Exercise 4.1

From reading the notes on this exercise we are to find out about the cameras light metering capabilities in auto mode compared to Manual Mode

I found these cards in the back of The best Abode Photoshop CS5 book for Digital photographers by Scott Kelby. So I set the camera in auto mode and proceeded to take images of the black, grey and white card. The focus didn’t matter as long as the tone filled the viewfinder. Trying to take an image of the white card wasn’t going to plan. I tried it with flash to see what the histogram looked like for comparison then I went outside and took a picture of a white wall which showed a less messy histogram for the purpose of this exercise.

Grey, black and white cards for reference

The histogram horizontally charts the tonal values of a scene that is photographed. the pure black is at the far left and the pure white is at the far right on a scale of 0 – 255. The vertical axis shows the number of pixels in each particular tone.
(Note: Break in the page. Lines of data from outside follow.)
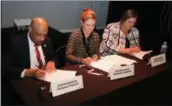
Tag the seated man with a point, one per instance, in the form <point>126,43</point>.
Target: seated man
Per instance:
<point>30,55</point>
<point>122,36</point>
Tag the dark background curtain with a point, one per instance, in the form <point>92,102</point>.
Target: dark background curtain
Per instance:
<point>152,22</point>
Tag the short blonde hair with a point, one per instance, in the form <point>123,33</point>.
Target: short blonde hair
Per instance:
<point>88,13</point>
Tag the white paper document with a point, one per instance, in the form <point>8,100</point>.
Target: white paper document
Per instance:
<point>141,54</point>
<point>107,62</point>
<point>116,59</point>
<point>59,75</point>
<point>103,65</point>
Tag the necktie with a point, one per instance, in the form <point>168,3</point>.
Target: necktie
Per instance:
<point>38,56</point>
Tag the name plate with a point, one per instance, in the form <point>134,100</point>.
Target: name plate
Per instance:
<point>158,60</point>
<point>69,85</point>
<point>121,72</point>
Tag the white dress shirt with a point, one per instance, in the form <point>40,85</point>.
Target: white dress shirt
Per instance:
<point>33,60</point>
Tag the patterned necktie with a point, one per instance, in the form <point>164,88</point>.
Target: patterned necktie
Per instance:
<point>38,56</point>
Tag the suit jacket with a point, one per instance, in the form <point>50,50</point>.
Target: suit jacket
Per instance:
<point>17,57</point>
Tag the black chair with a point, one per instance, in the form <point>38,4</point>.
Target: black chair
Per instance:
<point>60,55</point>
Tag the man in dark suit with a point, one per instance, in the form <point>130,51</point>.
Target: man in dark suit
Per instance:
<point>30,55</point>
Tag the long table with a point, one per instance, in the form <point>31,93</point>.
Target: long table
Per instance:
<point>94,86</point>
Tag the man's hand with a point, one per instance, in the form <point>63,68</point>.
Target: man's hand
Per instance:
<point>95,57</point>
<point>50,67</point>
<point>136,49</point>
<point>37,73</point>
<point>87,61</point>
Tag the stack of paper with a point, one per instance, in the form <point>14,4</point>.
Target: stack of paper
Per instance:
<point>116,59</point>
<point>107,62</point>
<point>103,65</point>
<point>59,75</point>
<point>141,54</point>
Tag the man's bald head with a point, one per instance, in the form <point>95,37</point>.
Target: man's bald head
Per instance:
<point>38,30</point>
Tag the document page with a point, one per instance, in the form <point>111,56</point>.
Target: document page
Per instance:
<point>59,75</point>
<point>141,54</point>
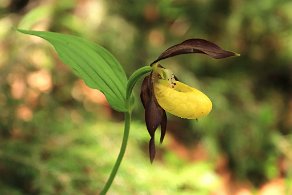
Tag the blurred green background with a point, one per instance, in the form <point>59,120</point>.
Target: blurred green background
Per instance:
<point>57,136</point>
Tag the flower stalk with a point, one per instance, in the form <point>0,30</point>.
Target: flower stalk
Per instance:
<point>131,83</point>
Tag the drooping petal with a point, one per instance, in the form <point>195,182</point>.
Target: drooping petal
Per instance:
<point>153,116</point>
<point>182,100</point>
<point>195,46</point>
<point>145,91</point>
<point>163,126</point>
<point>152,150</point>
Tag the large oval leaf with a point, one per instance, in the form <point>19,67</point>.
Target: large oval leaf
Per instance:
<point>92,63</point>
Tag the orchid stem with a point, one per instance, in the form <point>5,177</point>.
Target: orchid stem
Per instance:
<point>121,154</point>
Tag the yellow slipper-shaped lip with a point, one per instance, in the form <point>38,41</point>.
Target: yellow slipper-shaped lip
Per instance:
<point>181,100</point>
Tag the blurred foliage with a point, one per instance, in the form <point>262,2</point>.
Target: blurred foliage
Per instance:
<point>59,137</point>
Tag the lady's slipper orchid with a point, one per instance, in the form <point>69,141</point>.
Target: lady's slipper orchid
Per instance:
<point>161,91</point>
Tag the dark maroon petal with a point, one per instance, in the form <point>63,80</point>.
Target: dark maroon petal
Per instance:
<point>152,151</point>
<point>153,116</point>
<point>145,91</point>
<point>163,126</point>
<point>195,46</point>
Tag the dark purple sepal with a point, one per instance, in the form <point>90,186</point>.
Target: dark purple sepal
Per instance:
<point>152,150</point>
<point>195,46</point>
<point>163,126</point>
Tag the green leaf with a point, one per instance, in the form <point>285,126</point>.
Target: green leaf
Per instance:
<point>92,63</point>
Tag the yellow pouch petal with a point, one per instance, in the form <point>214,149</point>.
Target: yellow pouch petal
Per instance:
<point>182,100</point>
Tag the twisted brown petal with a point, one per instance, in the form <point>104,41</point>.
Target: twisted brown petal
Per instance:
<point>195,46</point>
<point>153,116</point>
<point>152,150</point>
<point>145,91</point>
<point>163,126</point>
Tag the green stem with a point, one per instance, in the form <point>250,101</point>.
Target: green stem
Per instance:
<point>121,154</point>
<point>131,83</point>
Here are the images of the histograms with the camera in auto mode.

From the images in Auto mode you can see the peaks for white and dark are quite close to the middle grey tones area, they are bunched up effectively.

Here are the images of the histograms with the Camera in Manual.  These are more effective because the white and black tones are definitely situated further away from the middle grey tone.


The thing I have learnt when looking at histograms is that the goal is to prevent your histogram bunching up too much at the far ends, which indicates that the details are lost in pure whites or pure blacks. Ideally the histogram  should start at the bottom  left corner and rise into a mountain peaking in the middle of the chart ( mid-tones) and gracefully taper off back down to the bottom right hand corner, similar to a bell curve.

In Manual setting achieving the perfect exposure is easier and more creative because you can use the cameras light meter as a guide. The thought process is I pick my Aperture depending on what I what my image to exhibit with respect to composition then I adjust the shutter speed accordingly so that the marker on the exposure indicator returns to ‘0’. If I change my aperture to be wider I will need to reduce the shutter speed to be faster.  Switching the camera into manual mode gives you complete control over Aperture, shutter speed, ISO and focus.

I’ve found that I am increasingly shooting  in manual because I get frustrated with Aperture/Shutter priority settings.  Getting the image I want and what I have to set the camera at to achieve it  is getting easier the more practice I have. As the coursework suggest the intuitiveness comes over time.